The similarities between the distribution of the clock-related and the hormone-like antigens in the cephalic ganglia of crickets indicate some relationship but do not prove an interaction. The data from other insects also do not specify links between the circadian clock and hormone secretion. In Lepidoptera such as M. sexta, a direct dependence on the clock is likely in the case of Crz, which is produced by the PER-expressing Ia₁ neurones (Wise et al. 2002). Crz, which initiates ecdysis by stimulating hormone secretion from the Inka cells, is released in a diurnal fashion (Kim et al. 2004). CCAP from the segmentally arranged neurones in the ventral nerve cord is another important regulator of ecdysial events in moths (Gammie and Truman 1999) and to a lesser extent also in D. melanogaster (Clark et al. 2004). CCAP secretion is under the control of an endocrine cascade (Truman 2005) that may have more than one link to the circadian clock. Among the FXPRLamides, PBAN is released every night with a precise diurnal rhythm (Ichikawa et al. 1996) but the control of this periodicity has not been examined. PBAN is derived from a common precursor together with the diapause hormone (DH), which induces embryonic diapause in B. mori (Yamashita and Hasegawa 1985) and regulates pupal diapause in Helicoverpa armigera (Sun et al. 2005). DH production is determined by the photoperiod. Diurnal changes in the PBAN concentration have been reported to reflect fluctuations in the corresponding mRNA (Wei et al. 2004), suggesting regulation at the transcription level. However, the different timing of the DH and PBAN secretions reveals that there is some control of the postranslational processing of their common precursor.

We have not detected diurnal fluctuations in the staining intensity of any antigen in either perikarya or fibres.

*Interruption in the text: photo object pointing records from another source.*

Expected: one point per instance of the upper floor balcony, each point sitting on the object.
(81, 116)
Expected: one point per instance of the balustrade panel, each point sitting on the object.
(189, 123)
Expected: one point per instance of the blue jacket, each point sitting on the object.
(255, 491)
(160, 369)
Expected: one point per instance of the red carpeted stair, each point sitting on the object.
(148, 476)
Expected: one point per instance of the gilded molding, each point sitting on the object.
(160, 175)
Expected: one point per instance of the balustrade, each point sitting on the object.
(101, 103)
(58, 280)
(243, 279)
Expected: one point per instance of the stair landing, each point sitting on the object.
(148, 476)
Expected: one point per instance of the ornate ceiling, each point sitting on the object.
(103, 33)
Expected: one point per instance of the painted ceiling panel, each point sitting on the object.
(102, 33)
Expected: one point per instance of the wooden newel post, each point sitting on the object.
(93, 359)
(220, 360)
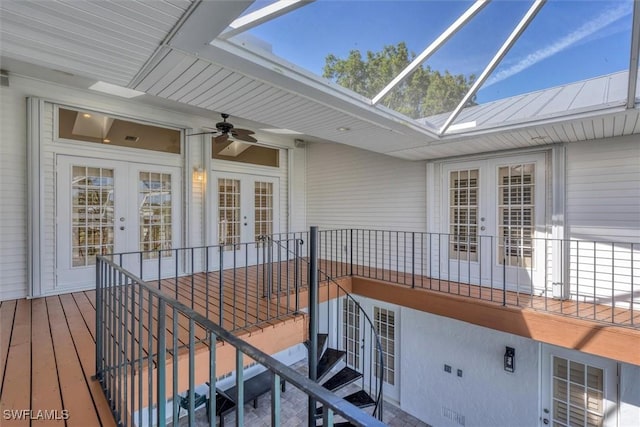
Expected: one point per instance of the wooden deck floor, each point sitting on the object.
(47, 345)
(47, 358)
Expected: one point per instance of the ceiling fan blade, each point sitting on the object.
(244, 137)
(221, 138)
(203, 133)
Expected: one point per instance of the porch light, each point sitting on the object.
(198, 174)
(510, 359)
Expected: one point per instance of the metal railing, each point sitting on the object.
(238, 275)
(330, 291)
(150, 348)
(595, 280)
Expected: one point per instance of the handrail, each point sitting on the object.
(117, 281)
(378, 410)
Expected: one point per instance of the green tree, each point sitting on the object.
(424, 93)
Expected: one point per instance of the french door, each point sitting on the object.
(246, 207)
(105, 207)
(577, 389)
(494, 216)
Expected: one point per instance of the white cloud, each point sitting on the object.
(565, 42)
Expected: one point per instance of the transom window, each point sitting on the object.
(89, 126)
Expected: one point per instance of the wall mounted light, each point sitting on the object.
(510, 359)
(198, 174)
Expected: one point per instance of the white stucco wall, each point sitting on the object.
(485, 395)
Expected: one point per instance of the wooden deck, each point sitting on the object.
(47, 358)
(47, 345)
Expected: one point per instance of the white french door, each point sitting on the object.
(494, 216)
(105, 207)
(246, 207)
(577, 389)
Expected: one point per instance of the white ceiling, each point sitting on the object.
(164, 48)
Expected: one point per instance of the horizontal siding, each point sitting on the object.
(348, 187)
(13, 193)
(603, 190)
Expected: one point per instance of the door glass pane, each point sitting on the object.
(351, 332)
(463, 215)
(384, 322)
(516, 211)
(154, 210)
(263, 205)
(228, 212)
(579, 401)
(92, 214)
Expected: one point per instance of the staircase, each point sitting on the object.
(334, 375)
(333, 370)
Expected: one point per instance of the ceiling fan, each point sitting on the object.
(224, 128)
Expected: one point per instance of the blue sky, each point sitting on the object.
(568, 40)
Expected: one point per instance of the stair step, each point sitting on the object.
(344, 377)
(328, 360)
(322, 340)
(360, 398)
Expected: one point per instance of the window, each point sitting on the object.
(89, 126)
(154, 210)
(92, 214)
(516, 189)
(351, 332)
(243, 152)
(578, 394)
(463, 214)
(228, 212)
(384, 322)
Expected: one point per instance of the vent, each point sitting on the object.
(453, 415)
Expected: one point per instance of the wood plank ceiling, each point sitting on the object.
(165, 48)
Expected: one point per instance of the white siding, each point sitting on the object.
(348, 187)
(14, 257)
(603, 190)
(13, 193)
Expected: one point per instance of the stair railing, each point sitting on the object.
(150, 348)
(332, 290)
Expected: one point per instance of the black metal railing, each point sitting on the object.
(151, 348)
(594, 280)
(334, 296)
(239, 275)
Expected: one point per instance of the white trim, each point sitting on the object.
(35, 197)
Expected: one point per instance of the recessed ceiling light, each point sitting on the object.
(115, 90)
(462, 126)
(283, 131)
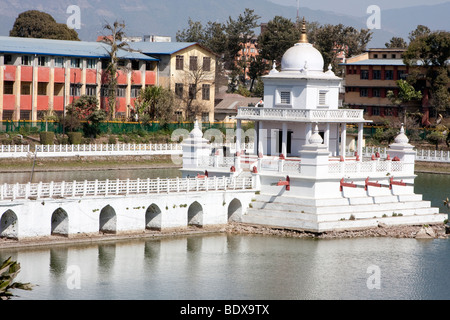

The photoperiod also has no effect on the distribution and the intensity of immunoreactivities. However, our data do not exclude fluctuations in the amounts of functional hormones. The presence of the apparent CCAP precursor on Western blots suggests that the antiserum readily detects the prohormone. Its content might be stable and the diurnal cycles of the hormone release might be regulated at the level of proteolytic prohormone processing. Moreover, oscillations in the concentration of circulating neurohormones might be controlled at the sites of their release into the haemolymph. Neither of these mechanisms can be detected by immunocytochemistry.

The extensive ramification of immunopositive fibres in several regions of the brain and SOG is consistent with the notion that most insect neuropeptides act as neurotransmitters or modulators (Nässel 2002). Immunopositive fibres in the tritocerebrum and FG resemble the distribution of CCAP immunoreactivity in L. migratoria, a distribution that has been interpreted as an indication of neurohormonal regulation of feeding (Dircksen and Homberg 1995). Crz-ir, CCAP-ir and FXPRLa-ir fibres from the protocerebral, tritocerebral and possibly SOG neurones ramify in the corpora cardiaca and the nervi corporis allati; some neurites containing FXPRLa-ir also terminate in the corpora allata. All these organs are probable sites of hormone discharge into the haemolymph. The fibres entering the FG might release their contents in the recurrent nerve adjacent to the digestive tract. Circadian regulation of hormone release might be executed at any of these sites.

Taken as a whole, our results demonstrate a spatial relationship between the distribution of immunoreactivity to Crz, CCAP and FXPRLa and the expression of the clock-like proteins in the cephalic ganglia of two related cricket species. This distribution is consistent with the suggestion that the crickets possess two clocks overlapping in the central brain: one clock is associated with the OL and the other with the tritocerebrum and SOG (Shao et al. 2006). The occurrence of the clock-related proteins indicates that the OL system prevails in D. nigrofasciatus and the tritocerebral and SOG system in A. allardi; nevertheless, the distribution of the hormone-like antigens is similar in both species.